Sensitivity of Aeroelastic Response to Changes in Shape of Flexible Vehicles

10 October 2014
12:00 pm to 1:00 pm
Sensitivity of Aeroelastic Response to Changes in Shape of Flexible Vehicles
Prof. Robert Canfield
Department of Aerospace and Ocean Engineering
Virginia Tech

Computational improvements are critical for the aerospace community to succeed in designing its next generation of high performance vehicles, such as high altitude long endurance Sensorcraft and flapping wing micro air vehicles. A computational method is presented to calculate the sensitivity of a flexible aircraft’s aeroelastic response with respect to changes in shape of the aircraft structure. These gradients facilitate efficient design optimization of high fidelity, physics-based models earlier in the design process, when the most critical design decisions are being made. The continuum sensitivity equations (CSA) approach is to differentiate the partial differential equations that govern the fluid-structure interaction (FSI) to arrive at a system of partial differential sensitivity equations. One first differentiates the FSI boundary conditions to specify the sensitivity boundary conditions. Then, the CSE system may be discretized and solved. The accuracy of this boundary velocity formulation of CSE is ensured by use of high-order p-elements and/or spatial gradient reconstruction. In contrast to the usual discrete sensitivity approach, the principal advantage of CSA is that discrete mesh sensitivity is avoided altogether. Knowledge of the workings of the automatic (or manual) mesh generator is unnecessary and the mesh sensitivity never calculated. Thus, analytic gradients may be computed efficiently with controllable accuracy, treating the analysis solvers as block boxes, much as is done for the popular, but less efficient and less accurate, finite difference approximations. Results are presented for one of the first applications of CSA to fully coupled FSI and the first CSA shape sensitivity calculation of gust response.

Experience

Prof. Canfield’s research interests include structural optimization, multidisciplinary analysis and design methods, including reliability-based design, structural dynamics and controls, and aeroelasticity.
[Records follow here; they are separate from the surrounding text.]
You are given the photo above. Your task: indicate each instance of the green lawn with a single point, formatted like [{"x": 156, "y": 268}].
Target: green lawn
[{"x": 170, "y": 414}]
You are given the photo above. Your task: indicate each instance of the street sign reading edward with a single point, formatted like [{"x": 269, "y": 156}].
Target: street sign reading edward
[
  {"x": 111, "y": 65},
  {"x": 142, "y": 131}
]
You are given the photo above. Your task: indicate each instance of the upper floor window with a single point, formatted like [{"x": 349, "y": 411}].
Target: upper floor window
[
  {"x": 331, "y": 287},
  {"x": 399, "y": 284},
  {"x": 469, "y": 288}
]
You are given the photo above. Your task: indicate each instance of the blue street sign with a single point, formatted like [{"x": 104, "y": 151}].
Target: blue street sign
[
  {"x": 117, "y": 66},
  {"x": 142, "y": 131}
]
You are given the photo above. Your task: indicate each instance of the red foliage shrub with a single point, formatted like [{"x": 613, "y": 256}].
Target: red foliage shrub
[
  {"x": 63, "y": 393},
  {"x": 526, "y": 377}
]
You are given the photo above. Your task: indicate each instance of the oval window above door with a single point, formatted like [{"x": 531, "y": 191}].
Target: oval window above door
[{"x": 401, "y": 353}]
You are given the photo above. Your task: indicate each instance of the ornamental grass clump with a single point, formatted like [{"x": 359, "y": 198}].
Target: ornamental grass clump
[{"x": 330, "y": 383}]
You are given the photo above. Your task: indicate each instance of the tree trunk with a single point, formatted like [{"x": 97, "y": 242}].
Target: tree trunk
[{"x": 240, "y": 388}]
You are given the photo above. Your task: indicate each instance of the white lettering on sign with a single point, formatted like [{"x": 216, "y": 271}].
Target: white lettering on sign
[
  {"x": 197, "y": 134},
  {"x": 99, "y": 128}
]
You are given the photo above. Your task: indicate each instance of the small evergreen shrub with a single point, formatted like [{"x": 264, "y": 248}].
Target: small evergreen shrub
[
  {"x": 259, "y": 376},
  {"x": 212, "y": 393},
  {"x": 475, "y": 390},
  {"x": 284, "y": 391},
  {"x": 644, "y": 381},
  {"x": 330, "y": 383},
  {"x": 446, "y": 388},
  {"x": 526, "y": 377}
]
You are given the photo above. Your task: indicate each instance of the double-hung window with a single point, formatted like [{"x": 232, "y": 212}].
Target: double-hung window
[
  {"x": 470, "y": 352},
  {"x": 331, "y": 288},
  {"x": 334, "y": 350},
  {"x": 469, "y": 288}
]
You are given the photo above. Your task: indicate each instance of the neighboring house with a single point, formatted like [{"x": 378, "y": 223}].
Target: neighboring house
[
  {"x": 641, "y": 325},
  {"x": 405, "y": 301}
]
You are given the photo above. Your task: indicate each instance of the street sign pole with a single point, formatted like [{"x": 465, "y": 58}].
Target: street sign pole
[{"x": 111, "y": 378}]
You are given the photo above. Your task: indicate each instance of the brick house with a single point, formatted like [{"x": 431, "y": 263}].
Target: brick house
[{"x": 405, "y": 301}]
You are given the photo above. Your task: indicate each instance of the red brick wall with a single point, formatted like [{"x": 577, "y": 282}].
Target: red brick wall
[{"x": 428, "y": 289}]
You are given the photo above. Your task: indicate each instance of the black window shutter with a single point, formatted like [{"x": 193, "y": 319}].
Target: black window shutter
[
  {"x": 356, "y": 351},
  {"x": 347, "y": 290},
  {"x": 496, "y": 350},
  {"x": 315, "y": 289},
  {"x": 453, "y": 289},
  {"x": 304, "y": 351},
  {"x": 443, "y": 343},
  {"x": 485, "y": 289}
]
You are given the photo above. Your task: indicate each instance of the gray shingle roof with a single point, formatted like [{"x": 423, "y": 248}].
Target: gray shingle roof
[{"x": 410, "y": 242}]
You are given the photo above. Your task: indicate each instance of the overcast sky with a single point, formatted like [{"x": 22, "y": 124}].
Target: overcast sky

He recently received the AIAA Multidisciplinary Design Optimization Award for Technical Excellence. He is a team lead in the Air Force Collaborative Center for Multidisciplinary Sciences at Virginia Tech, where he advises graduate students conducting Air Force (AF) funded research projects. Previously, he worked in research and development for the AF for 24 years. He was on the Air Force Institute of Technology (AFIT) faculty 1993–1996 and 2000–2008. He was the deputy department head of Aeronautics and Astronautics at AFIT from 2002–2004. From 1999–2000 he was the Program Manager for Computational Mathematics at the Air Force Office of Scientific Research (AFOSR).  His program funded basic research in computational fluid dynamics, structural mechanics, plasma physics, combustion and laser chemistry, imaging, quantum computing, and multidisciplinary design. Lt Col Canfield was AFOSR Director of Policy and Integration, 1998–1999, where he directed planning, financial management, support, and administration of the AF $300M basic research program. He also served as the manager for planning and resources for the AF Deputy Assistant Secretary for Science, Technology, and Engineering where he managed the $1.2B AF Science and Technology budget. He became Assistant Head of Aerospace and Ocean Engineering at Virginia Tech in August 2009.